Adds `failover_scenarios.md` to detail the Vault cluster's resilience under
various failure conditions.
Translates `vault-bootstrap.sh` messages and step titles from Turkish to English,
and aligns its execution flow with the updated documentation.
Root cause: Docker Swarm assigns a new random container ID as $HOSTNAME on every
task restart, making node_id, api_addr, and cluster_addr change with each restart.
Vault could not recognize its own Raft data → cluster never reformed after restart.
Fixes:
- docker-stack-vault.yml: add hostname: "vault-{{.Task.Slot}}.iklim.co" so each
replica gets a stable, slot-based hostname covered by the *.iklim.co wildcard cert.
Replace STABLE_ID/NODE_ID_PLACEHOLDER logic with a single HOSTNAME_PLACEHOLDER sed.
Replace single unseal attempt with a retry loop (90×2s) so peer nodes unseal as
soon as they join Raft, without needing external intervention.
- vault-bootstrap.sh: add ADIM 6b — after rolling restart, wait for Raft leader to
unseal, wait for all peers to join Raft (vault operator raft list-peers), then
attempt explicit per-peer unseal via overlay network (best-effort).
ADIM 4 early-exit now fires N requests to the shared alias; all must return
Sealed: false before declaring the cluster healthy.
ADIM 7 polls up to 4 minutes via check_cluster_unsealed (9 shared-alias requests)
and retries peer unseal on each iteration.
- deploy-prod.yml: health check now fires 9 requests to the shared alias; all must
return Sealed: false (single-node check was masking partially-sealed clusters).
Remove vault-transit service entirely. Each vault node now auto-unseals at
startup by reading the Shamir unseal key from a Docker secret managed by
vault-bootstrap.sh. Eliminates the transit token expiry failure mode and
removes the vault_transit node-pinning requirement.
Changes:
- docker-stack-vault.yml: remove vault-transit service, vault_transit_config,
vault-transit-data-vl, transit_master_token / vault_transit_unseal_key
secrets; add vault_unseal_key secret; rewrite vault entrypoint to background
start + poll + auto-unseal loop
- vault-template-v1.json, vault-template-v2.json: remove seal.transit block
- vault-template-transit.json: deleted (vault-transit is gone)
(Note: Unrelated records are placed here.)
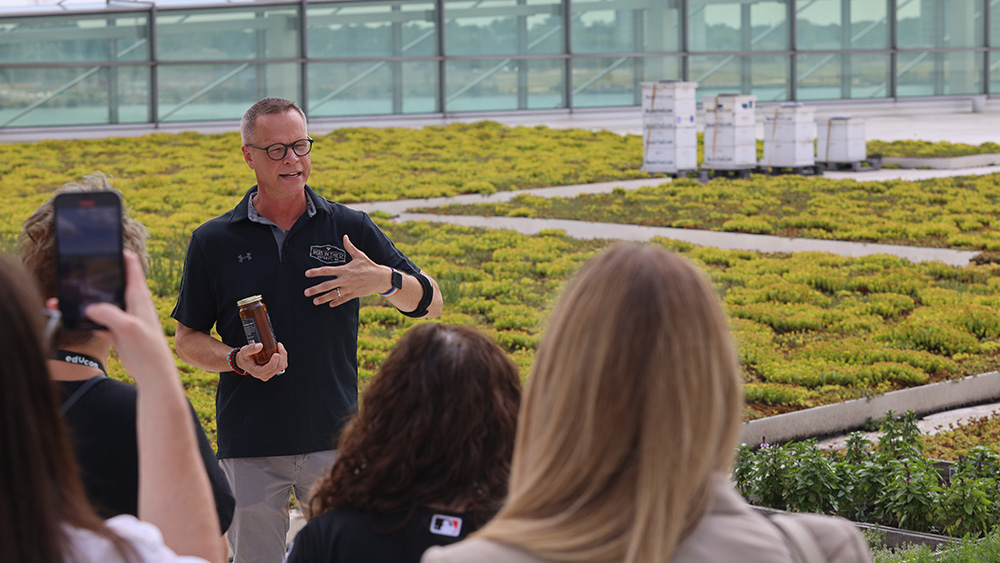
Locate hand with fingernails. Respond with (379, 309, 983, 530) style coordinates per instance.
(234, 341, 288, 381)
(304, 234, 389, 307)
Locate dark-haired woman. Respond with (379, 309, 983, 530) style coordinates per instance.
(284, 323, 521, 563)
(0, 251, 224, 563)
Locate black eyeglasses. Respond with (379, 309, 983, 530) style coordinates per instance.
(246, 138, 314, 161)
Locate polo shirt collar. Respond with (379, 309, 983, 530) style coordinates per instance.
(229, 185, 330, 223)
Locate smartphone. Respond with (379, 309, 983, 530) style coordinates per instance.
(53, 191, 125, 331)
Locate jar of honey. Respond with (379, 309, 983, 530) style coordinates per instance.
(237, 295, 278, 366)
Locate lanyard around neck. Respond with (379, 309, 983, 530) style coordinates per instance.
(52, 349, 107, 375)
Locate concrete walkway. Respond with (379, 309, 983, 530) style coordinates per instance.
(395, 213, 979, 267)
(350, 164, 1000, 218)
(817, 400, 1000, 451)
(823, 165, 1000, 182)
(353, 166, 990, 267)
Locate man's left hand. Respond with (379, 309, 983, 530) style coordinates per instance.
(304, 234, 389, 307)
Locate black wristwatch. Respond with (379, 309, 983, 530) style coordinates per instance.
(380, 268, 403, 297)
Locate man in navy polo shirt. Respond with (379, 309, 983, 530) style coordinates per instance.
(171, 97, 443, 563)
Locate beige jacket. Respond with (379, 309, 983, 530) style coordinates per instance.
(422, 474, 872, 563)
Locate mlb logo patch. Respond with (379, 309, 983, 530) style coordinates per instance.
(429, 514, 463, 537)
(309, 244, 347, 265)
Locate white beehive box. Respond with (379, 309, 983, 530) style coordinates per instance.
(761, 103, 816, 167)
(763, 104, 817, 141)
(640, 85, 699, 173)
(764, 120, 816, 141)
(644, 111, 697, 129)
(643, 126, 698, 151)
(643, 146, 698, 174)
(643, 114, 698, 148)
(641, 81, 697, 116)
(704, 144, 758, 169)
(817, 117, 867, 163)
(710, 93, 756, 113)
(762, 141, 815, 168)
(762, 103, 814, 123)
(704, 124, 756, 148)
(704, 94, 756, 127)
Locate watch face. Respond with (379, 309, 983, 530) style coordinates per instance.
(392, 269, 403, 290)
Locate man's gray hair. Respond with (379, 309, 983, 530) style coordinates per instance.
(240, 98, 307, 144)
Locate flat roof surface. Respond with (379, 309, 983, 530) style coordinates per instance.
(3, 99, 999, 145)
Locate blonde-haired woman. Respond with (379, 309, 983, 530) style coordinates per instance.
(423, 242, 870, 563)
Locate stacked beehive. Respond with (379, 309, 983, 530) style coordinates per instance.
(703, 94, 758, 170)
(640, 81, 698, 174)
(762, 102, 817, 169)
(817, 116, 866, 165)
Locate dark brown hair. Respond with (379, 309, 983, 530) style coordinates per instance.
(308, 323, 521, 525)
(0, 255, 132, 562)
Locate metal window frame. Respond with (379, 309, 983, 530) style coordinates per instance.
(0, 0, 997, 130)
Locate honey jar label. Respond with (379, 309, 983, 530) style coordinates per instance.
(242, 317, 261, 345)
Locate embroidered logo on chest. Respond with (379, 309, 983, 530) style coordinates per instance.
(429, 514, 463, 537)
(237, 252, 252, 263)
(309, 244, 347, 265)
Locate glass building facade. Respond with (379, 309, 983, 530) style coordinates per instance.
(0, 0, 994, 129)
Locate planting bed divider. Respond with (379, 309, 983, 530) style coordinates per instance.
(749, 505, 957, 550)
(740, 371, 1000, 446)
(882, 153, 1000, 170)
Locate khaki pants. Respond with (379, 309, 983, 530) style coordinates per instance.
(220, 450, 337, 563)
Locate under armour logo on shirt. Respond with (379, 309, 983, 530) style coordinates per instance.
(238, 252, 252, 263)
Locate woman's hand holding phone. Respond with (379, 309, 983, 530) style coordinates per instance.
(83, 250, 225, 563)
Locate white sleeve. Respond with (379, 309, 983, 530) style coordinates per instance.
(65, 515, 212, 563)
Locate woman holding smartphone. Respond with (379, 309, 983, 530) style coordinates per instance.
(0, 250, 224, 563)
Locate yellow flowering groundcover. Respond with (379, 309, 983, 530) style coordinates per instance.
(4, 124, 1000, 447)
(22, 220, 1000, 443)
(920, 411, 1000, 461)
(868, 139, 1000, 158)
(429, 175, 1000, 250)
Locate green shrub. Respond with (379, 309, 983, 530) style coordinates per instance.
(735, 412, 1000, 539)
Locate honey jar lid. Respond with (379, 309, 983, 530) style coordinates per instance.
(237, 295, 263, 307)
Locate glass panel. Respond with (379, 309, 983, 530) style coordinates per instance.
(897, 0, 983, 48)
(572, 55, 681, 108)
(157, 63, 299, 122)
(797, 0, 890, 50)
(897, 51, 984, 96)
(797, 53, 891, 99)
(0, 13, 149, 63)
(308, 60, 437, 116)
(990, 50, 1000, 91)
(690, 54, 789, 102)
(688, 0, 790, 52)
(308, 1, 437, 58)
(571, 0, 680, 53)
(992, 0, 1000, 47)
(445, 0, 562, 56)
(446, 57, 565, 111)
(157, 6, 300, 61)
(0, 65, 149, 127)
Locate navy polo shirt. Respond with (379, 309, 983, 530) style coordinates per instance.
(172, 185, 420, 459)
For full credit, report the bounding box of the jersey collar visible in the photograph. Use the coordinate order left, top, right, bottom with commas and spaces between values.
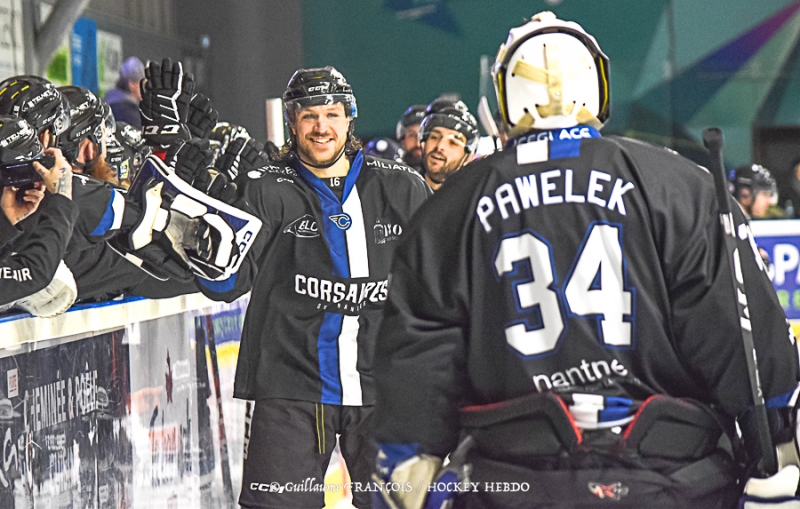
506, 126, 602, 150
294, 150, 365, 204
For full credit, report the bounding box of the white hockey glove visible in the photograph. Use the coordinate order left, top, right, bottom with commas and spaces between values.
127, 177, 238, 280
740, 465, 800, 507
16, 260, 77, 318
372, 437, 473, 509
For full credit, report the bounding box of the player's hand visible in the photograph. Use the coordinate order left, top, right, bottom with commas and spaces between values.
139, 58, 194, 148
215, 137, 269, 181
174, 138, 215, 189
1, 184, 44, 225
33, 148, 72, 198
186, 93, 218, 139
174, 139, 238, 205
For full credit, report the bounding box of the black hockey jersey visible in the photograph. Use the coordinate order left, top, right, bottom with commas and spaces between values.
373, 127, 800, 456
0, 194, 78, 306
2, 173, 149, 300
198, 151, 432, 405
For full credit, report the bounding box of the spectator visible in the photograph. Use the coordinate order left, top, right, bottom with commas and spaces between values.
104, 56, 145, 128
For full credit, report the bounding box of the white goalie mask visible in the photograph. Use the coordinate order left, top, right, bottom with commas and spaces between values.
493, 11, 610, 134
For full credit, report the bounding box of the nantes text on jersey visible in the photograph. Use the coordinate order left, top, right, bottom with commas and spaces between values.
374, 129, 798, 455
198, 151, 431, 405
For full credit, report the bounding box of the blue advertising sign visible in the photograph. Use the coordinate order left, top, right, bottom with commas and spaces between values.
751, 220, 800, 320
71, 17, 98, 93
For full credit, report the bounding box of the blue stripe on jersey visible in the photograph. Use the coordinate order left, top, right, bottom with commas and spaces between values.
766, 389, 796, 408
295, 151, 365, 278
295, 153, 366, 404
318, 312, 344, 404
90, 191, 118, 236
198, 274, 237, 294
550, 138, 582, 160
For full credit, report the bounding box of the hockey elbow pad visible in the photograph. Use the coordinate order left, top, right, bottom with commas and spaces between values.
16, 260, 77, 318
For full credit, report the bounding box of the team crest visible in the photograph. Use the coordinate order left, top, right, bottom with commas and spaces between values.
588, 482, 629, 500
329, 213, 352, 230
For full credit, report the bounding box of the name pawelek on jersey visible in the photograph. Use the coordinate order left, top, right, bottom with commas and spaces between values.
476, 169, 635, 233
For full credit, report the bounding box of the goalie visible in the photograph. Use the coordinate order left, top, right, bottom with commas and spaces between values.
372, 12, 800, 509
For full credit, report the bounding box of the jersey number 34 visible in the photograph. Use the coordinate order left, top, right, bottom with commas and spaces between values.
495, 223, 633, 357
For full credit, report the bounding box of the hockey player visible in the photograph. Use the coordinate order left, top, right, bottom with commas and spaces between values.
58, 86, 117, 182
732, 164, 779, 219
418, 98, 479, 191
192, 66, 431, 509
364, 137, 405, 163
396, 104, 427, 169
373, 12, 800, 509
0, 75, 70, 149
0, 116, 77, 311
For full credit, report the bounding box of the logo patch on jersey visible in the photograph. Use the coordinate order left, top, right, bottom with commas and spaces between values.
329, 213, 352, 230
588, 482, 629, 500
284, 214, 320, 238
373, 220, 402, 244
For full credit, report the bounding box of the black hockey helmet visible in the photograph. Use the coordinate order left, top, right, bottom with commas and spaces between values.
731, 164, 777, 202
0, 76, 70, 141
395, 104, 427, 141
419, 98, 480, 154
0, 115, 44, 166
112, 121, 151, 181
363, 137, 405, 163
282, 66, 357, 121
57, 86, 107, 161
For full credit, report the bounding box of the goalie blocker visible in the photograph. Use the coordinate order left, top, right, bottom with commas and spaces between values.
115, 155, 261, 282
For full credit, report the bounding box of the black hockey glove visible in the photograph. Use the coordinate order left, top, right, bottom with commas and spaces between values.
174, 139, 238, 205
186, 93, 218, 139
139, 58, 194, 148
215, 137, 269, 181
264, 140, 280, 161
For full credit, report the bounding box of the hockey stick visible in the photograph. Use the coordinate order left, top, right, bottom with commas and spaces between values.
477, 96, 501, 151
702, 127, 778, 475
205, 314, 235, 507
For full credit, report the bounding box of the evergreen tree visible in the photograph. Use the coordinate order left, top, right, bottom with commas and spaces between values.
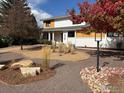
0, 0, 39, 50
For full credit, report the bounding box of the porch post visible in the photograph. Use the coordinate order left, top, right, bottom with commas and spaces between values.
52, 32, 55, 42
48, 32, 51, 41
75, 31, 76, 46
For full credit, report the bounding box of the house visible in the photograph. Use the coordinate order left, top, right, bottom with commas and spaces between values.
41, 15, 124, 49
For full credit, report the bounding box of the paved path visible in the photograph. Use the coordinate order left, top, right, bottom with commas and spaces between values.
0, 51, 123, 93
0, 52, 24, 64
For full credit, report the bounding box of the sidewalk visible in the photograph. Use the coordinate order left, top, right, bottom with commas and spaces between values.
77, 47, 124, 53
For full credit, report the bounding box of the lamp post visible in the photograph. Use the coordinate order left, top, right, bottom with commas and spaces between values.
95, 32, 102, 72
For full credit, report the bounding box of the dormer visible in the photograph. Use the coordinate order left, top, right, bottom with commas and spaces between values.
42, 15, 86, 28
43, 20, 54, 28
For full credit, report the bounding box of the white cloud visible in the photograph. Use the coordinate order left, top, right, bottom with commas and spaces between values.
31, 9, 52, 27
28, 0, 47, 5
28, 0, 52, 27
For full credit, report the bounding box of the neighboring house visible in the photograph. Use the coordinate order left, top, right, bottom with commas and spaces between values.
41, 16, 124, 49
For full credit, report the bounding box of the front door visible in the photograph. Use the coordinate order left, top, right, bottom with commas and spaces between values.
61, 33, 63, 42
50, 33, 52, 41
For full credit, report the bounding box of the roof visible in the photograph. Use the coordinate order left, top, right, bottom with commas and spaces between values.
40, 15, 70, 21
42, 24, 90, 32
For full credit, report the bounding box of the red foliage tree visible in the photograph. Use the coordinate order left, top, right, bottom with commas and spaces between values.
69, 0, 124, 33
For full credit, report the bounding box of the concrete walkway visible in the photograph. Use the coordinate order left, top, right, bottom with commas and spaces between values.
0, 51, 123, 93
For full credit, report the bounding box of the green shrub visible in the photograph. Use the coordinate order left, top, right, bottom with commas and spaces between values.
12, 37, 39, 45
0, 36, 13, 48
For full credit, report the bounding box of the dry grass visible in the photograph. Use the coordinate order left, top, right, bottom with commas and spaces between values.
42, 46, 51, 69
0, 45, 90, 62
50, 50, 90, 62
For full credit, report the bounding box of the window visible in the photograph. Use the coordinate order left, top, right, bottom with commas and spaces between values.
68, 31, 75, 37
107, 32, 119, 37
45, 21, 51, 27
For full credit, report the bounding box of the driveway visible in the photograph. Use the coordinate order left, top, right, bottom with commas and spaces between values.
0, 50, 123, 93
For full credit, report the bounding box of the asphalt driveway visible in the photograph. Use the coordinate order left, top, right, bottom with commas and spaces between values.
0, 50, 123, 93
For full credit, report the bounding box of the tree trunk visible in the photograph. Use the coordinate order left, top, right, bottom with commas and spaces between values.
20, 38, 23, 50
21, 44, 23, 50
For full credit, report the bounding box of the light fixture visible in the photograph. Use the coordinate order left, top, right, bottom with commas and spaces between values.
95, 32, 102, 72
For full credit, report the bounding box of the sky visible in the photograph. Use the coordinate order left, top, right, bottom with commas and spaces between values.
28, 0, 96, 26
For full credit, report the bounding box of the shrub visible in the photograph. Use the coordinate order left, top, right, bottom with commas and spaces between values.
58, 42, 64, 54
40, 39, 52, 45
12, 38, 39, 45
67, 42, 72, 52
63, 44, 68, 53
65, 42, 75, 54
42, 45, 51, 70
57, 42, 75, 54
0, 36, 13, 48
70, 44, 75, 54
116, 42, 122, 49
51, 41, 56, 52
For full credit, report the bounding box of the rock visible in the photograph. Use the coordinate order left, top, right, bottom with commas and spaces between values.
11, 60, 33, 68
20, 67, 41, 77
11, 65, 21, 70
0, 65, 5, 70
80, 67, 124, 93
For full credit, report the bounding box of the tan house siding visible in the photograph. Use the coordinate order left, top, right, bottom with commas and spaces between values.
50, 20, 54, 28
76, 31, 106, 38
43, 20, 54, 28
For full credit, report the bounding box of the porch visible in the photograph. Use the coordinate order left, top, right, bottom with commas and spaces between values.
43, 32, 63, 42
43, 31, 76, 45
42, 25, 89, 45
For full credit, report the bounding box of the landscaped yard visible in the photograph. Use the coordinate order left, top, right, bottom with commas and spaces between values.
0, 45, 90, 85
0, 45, 123, 93
0, 0, 124, 93
0, 61, 55, 85
17, 49, 89, 62
0, 45, 90, 62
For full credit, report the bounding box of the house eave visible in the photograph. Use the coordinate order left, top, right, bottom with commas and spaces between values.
42, 24, 90, 32
40, 16, 70, 21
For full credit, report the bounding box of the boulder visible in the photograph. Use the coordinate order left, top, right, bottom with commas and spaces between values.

- vault-bootstrap.sh: full rewrite — node-agnostic run_vault() helper (docker
exec fallback to docker run over overlay network), 7-step Shamir flow with
SKIP_DEPLOY support and early-exit when vault is already healthy
- deploy-prod.yml: replace BE-Forecast deploy with vault stack deploy +
bootstrap (SKIP_DEPLOY=true) + cluster health check